Recently, Apple Inc. conducted a study on the reasoning capabilities of large language models (LLMs), drawing attention to their performance in the field of mathematics.

As is well known, the GSM8K benchmark test is widely used to evaluate models' reasoning abilities on elementary math problems. Although the performance of LLMs on GSM8K has improved in recent years, researchers have questioned the reliability of these results. Consequently, they conducted extensive research to explore the performance of the current most advanced open-source and closed-source models.

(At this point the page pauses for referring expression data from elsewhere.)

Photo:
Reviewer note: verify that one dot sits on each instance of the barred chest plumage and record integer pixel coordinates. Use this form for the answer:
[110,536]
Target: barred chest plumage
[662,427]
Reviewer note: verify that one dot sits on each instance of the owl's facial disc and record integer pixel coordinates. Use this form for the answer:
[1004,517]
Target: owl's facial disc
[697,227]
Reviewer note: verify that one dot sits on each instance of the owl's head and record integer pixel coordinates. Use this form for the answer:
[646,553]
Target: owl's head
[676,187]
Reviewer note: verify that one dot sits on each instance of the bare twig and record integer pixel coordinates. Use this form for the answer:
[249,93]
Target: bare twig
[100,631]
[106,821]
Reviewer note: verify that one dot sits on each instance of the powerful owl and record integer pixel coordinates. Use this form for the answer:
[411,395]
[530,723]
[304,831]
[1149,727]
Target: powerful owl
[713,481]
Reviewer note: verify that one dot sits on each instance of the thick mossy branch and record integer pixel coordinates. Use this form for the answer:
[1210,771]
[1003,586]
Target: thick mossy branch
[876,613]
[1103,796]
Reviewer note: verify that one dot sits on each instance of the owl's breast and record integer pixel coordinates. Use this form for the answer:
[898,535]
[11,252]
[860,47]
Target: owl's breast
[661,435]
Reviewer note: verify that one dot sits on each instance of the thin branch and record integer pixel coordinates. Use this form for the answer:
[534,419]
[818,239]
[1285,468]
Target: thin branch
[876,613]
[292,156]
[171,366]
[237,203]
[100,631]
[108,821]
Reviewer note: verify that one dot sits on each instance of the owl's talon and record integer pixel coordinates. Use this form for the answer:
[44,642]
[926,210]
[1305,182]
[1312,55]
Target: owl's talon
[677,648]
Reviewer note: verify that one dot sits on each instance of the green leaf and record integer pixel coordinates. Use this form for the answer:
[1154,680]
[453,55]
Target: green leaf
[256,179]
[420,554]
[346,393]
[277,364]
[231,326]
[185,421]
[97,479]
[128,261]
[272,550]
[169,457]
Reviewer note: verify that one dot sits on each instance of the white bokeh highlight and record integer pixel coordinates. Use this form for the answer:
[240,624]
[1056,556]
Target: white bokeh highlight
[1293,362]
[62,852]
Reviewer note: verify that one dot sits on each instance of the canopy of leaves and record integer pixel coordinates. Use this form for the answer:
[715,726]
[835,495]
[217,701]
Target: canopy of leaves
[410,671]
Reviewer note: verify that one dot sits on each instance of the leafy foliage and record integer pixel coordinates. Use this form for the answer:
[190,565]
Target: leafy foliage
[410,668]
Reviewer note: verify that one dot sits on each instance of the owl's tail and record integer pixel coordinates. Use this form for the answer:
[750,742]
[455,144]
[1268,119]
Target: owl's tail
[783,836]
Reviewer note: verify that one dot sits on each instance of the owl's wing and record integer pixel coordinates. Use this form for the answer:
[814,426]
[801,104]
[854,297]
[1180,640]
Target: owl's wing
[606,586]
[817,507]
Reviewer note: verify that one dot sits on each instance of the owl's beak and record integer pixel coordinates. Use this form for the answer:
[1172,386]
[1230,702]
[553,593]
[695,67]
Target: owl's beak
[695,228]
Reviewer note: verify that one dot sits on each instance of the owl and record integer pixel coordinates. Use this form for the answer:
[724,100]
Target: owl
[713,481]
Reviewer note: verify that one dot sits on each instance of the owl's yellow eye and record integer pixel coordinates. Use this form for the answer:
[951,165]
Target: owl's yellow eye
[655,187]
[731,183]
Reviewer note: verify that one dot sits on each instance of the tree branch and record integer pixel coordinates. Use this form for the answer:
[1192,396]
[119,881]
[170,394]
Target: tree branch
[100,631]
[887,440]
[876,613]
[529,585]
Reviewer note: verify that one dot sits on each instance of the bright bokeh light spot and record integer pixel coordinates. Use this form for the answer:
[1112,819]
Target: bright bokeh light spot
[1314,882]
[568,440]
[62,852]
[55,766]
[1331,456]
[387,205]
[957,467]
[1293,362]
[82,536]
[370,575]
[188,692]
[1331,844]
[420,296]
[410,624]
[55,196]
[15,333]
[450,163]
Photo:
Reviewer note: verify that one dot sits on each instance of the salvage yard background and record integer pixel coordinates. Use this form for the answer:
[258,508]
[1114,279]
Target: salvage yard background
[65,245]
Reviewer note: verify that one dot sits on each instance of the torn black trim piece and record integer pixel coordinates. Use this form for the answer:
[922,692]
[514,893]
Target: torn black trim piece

To better assess the reasoning capabilities of models, the research team introduced an improved benchmark test—GSM-Symbolic. This new benchmark uses symbolic templates to generate diverse problems, better controlling the evaluation process and providing more reliable metrics.

image.png

The study found that when the numerical values in the problems were altered, the performance of LLMs showed significant fluctuations. More interestingly, as the number of clauses in the problems increased, the models' performance dropped noticeably. Researchers speculate that this decline in performance indicates that existing LLMs do not possess genuine logical reasoning abilities but rather mimic the reasoning steps from training data.

In experiments, the performance of all state-of-the-art models dropped by as much as 65% when just one seemingly relevant clause was added. These clauses, though unrelated to the reasoning chain leading to the final answer, still had a substantial impact on the models' performance. Overall, this research provides a deeper understanding of the capabilities and limitations of LLMs in mathematical reasoning.

Key Points:

🔍 The mathematical reasoning abilities of LLMs show significant variations across different problem instances.

📉 As problem complexity increases, LLM performance notably declines, especially after additional clauses are introduced.

🤖 Existing LLMs do not possess genuine logical reasoning abilities; they primarily rely on repetition and imitation of training data.